Der Bundesverband der Deutschen Industrie hat sich enttäuscht über das Treffen von Bundeskanzlerin Angela Merkel (CDU) mit US-Präsident Donald Trump gezeigt. "Ich bedaure, dass der Besuch der Bundeskanzlerin in Washington keine sichtbare Annäherung in den Streitpunkten zwischen Deutschland und den USA gebracht hat", erklärte BDI-Präsident Dieter Kempf. "Auch wenn eine atmosphärische Verbesserung zwischen der Bundeskanzlerin und dem US-Präsidenten spürbar ist, hätte ich mir substanzielle Fortschritte gewünscht."



Merkel war am Freitag von Trump mit demonstrativer Herzlichkeit im Weißen Haus empfangen worden, Einigungen in zentralen Streitfragen konnte sie aber nicht erreichen. Nach ihrem Kurzbesuch bleibt ungewiss, ob die EU dauerhaft von US-Strafzöllen auf Stahl und Aluminium ausgenommen bleibt, und wie Trump mit dem Atomabkommen mit dem Iran verfahren wird. "Die angedrohten amerikanischen Strafzölle bleiben eine große Belastungsprobe für das transatlantische Verhältnis", teilte Kempf mit. "Für unsere Unternehmen bleibt zunächst unklar, ob die EU nun dauerhaft von den Stahl- und Aluminiumzöllen ausgenommen wird."

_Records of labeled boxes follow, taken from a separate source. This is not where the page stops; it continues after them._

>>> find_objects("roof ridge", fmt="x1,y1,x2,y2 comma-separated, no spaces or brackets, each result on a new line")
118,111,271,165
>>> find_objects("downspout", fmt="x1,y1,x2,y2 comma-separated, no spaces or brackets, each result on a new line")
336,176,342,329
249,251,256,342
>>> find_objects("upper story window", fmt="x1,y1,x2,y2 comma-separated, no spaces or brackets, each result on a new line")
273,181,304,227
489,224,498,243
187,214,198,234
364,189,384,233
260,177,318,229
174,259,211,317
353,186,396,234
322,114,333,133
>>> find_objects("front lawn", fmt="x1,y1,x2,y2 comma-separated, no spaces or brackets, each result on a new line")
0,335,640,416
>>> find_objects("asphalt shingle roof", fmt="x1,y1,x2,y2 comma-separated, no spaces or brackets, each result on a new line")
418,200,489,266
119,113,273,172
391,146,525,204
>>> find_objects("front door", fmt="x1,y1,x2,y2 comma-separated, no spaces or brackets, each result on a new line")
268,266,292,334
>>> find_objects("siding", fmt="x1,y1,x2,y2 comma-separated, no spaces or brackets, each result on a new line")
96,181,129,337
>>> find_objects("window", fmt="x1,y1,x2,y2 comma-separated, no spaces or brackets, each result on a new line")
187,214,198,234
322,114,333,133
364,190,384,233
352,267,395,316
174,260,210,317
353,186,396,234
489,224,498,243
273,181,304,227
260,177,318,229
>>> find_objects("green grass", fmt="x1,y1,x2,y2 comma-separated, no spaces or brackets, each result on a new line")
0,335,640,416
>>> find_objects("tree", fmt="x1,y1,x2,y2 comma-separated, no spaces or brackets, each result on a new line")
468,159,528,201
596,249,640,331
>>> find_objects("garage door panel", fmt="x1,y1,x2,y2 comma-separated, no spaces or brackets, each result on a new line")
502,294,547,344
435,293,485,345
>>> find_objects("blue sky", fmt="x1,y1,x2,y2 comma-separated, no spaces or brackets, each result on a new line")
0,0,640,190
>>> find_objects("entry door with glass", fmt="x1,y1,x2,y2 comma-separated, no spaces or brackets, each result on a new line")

Die vorläufige Befreiung der Europäer von den US-Strafzöllen auf Stahl und Aluminium läuft am Dienstag aus. Die EU will dauerhaft ausgenommen werden. Merkel sagte dazu nach dem Treffen mit Trump lediglich: "Der Präsident wird entscheiden." Trump gab gegenüber Merkel offenbar keine Hinweise, ob die EU mit Zöllen rechnen muss. "Auch für die USA wäre es besser, vollständig von den geplanten Importbeschränkungen abzusehen", erklärte Kempf. "Es ergeben sich Risiken nicht nur für die Weltwirtschaft und den Welthandel, sondern auch für die US-Wirtschaft."